En ce qui est de la RDC, C'est le parquet qui recherche les
infractions. Il est secondé par les officiers ainsi que les agents de
police judicaire qui exerce leur pouvoir conformément à la
loi50.
La question de la présomption d'innocence continue
jusqu'en ce jour à faire couler beaucoup d'encre et de salive. De notre
part, il est question de l'analyser comme limite à la liberté de
la presse en la définissant (§1), en en dégageant la
portée (§2), et l'importance (§3).
§1.Définition de la présomption
d'innocence
Par présomption d'innocence, il faut entendre le droit
qu'a toute personne qui commet une infraction et qui n'a pas encore
été condamnée par un jugement coulé en force de
chose jugée, d'être regardée par la société
comme une personne n'ayant jamais commis un fait pour lequel elle est
poursuivie.
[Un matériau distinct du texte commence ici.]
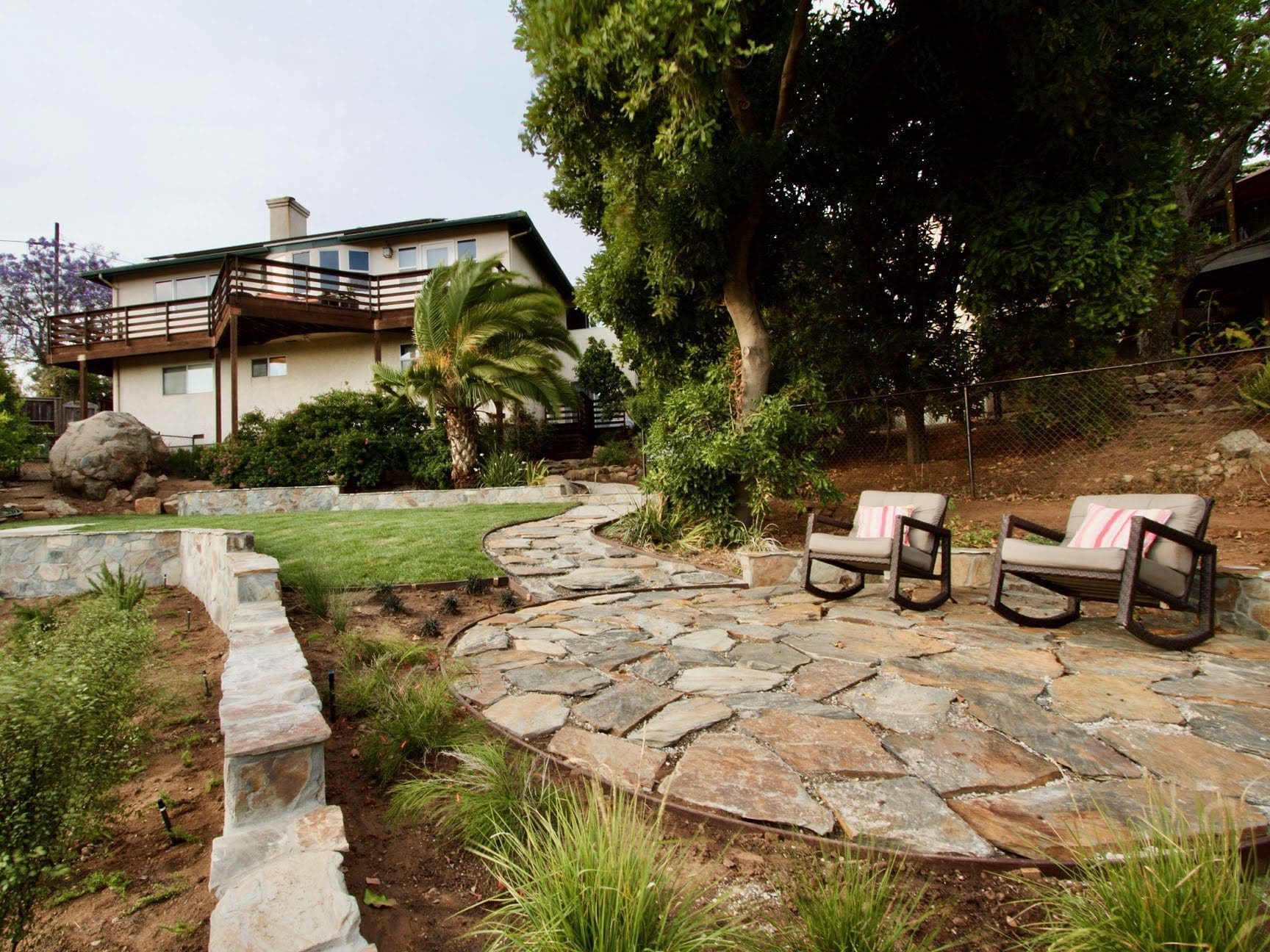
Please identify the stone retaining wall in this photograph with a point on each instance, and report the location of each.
(308, 499)
(276, 870)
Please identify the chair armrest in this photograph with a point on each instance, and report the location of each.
(1191, 542)
(1010, 522)
(817, 519)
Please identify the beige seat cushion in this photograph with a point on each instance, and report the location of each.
(850, 547)
(928, 507)
(1019, 552)
(1188, 513)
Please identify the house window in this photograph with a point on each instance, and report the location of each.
(268, 366)
(191, 378)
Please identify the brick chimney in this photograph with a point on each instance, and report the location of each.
(287, 219)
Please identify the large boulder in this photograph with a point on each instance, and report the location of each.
(106, 451)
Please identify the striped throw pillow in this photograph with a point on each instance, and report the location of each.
(1105, 527)
(879, 521)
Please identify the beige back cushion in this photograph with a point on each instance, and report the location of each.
(1188, 513)
(928, 507)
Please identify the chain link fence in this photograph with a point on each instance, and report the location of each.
(1144, 427)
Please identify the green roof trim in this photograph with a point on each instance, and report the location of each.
(528, 234)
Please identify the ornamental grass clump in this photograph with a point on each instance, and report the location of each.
(495, 793)
(601, 877)
(69, 699)
(1175, 885)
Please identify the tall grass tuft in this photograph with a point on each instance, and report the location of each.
(1179, 887)
(856, 905)
(495, 793)
(417, 714)
(601, 877)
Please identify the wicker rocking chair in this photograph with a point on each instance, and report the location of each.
(914, 558)
(1152, 574)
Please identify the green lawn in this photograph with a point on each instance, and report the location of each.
(359, 547)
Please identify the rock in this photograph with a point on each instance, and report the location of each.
(107, 450)
(682, 718)
(148, 505)
(901, 814)
(630, 765)
(145, 485)
(733, 774)
(1241, 443)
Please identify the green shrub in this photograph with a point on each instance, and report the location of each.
(854, 905)
(359, 441)
(697, 453)
(495, 793)
(1090, 406)
(502, 469)
(69, 696)
(601, 877)
(1175, 887)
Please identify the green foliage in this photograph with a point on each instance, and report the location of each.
(123, 589)
(69, 697)
(1090, 406)
(502, 469)
(359, 441)
(495, 793)
(415, 715)
(855, 905)
(1175, 887)
(696, 452)
(601, 877)
(600, 376)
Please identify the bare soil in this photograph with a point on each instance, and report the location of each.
(183, 765)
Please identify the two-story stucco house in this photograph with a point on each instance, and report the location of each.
(195, 339)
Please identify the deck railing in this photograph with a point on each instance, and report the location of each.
(249, 277)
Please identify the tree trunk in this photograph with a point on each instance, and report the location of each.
(462, 430)
(915, 432)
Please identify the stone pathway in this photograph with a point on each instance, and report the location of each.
(559, 558)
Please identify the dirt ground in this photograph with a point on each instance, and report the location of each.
(440, 889)
(182, 763)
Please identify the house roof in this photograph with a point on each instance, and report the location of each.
(527, 233)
Cela signifie que le fardeau ultime d'établir la
culpabilité incombe au ministère public. Si, à la fin des
plaidoiries, il existe un doute raisonnable relativement à tout
élément de l'accusation donne au prévenu l'avantage
initial du droit au silence et l'avantage ultime de doute
raisonnable51.
En tant que principe gouvernant la procédure
pénale, la présomption d'innocence est affirmée par les
instruments juridiques tant nationaux qu'internationaux. En utilisant
l'approche comparée, nous analyserons d'une part quelques instruments de
droit international régulièrement ratifiés par la RDC ; et
d'autre part, les instruments de droit interne qui affirment le principe de la
présomption d'innocence.
48 E-J LUZOLO BAMBI LESSA et N.A. BAYONA BAMEYA(+),
(n15), p.20.
49Ibidem.
50 Ordonnance n°78-289 du 3 juillet 1978 relative
à l'exercice des attributions d'officier et agents de police
judiciaire près les juridictions de droit commun, J.O.Z,
n° spécial du 1er aout 1978, article 1er.
51R.C.OAKES, [1986] 1 R.C.S. 103, PARA 32.Cité
par T. NGOY ILUNGA WANSENGA, (n2), p.246.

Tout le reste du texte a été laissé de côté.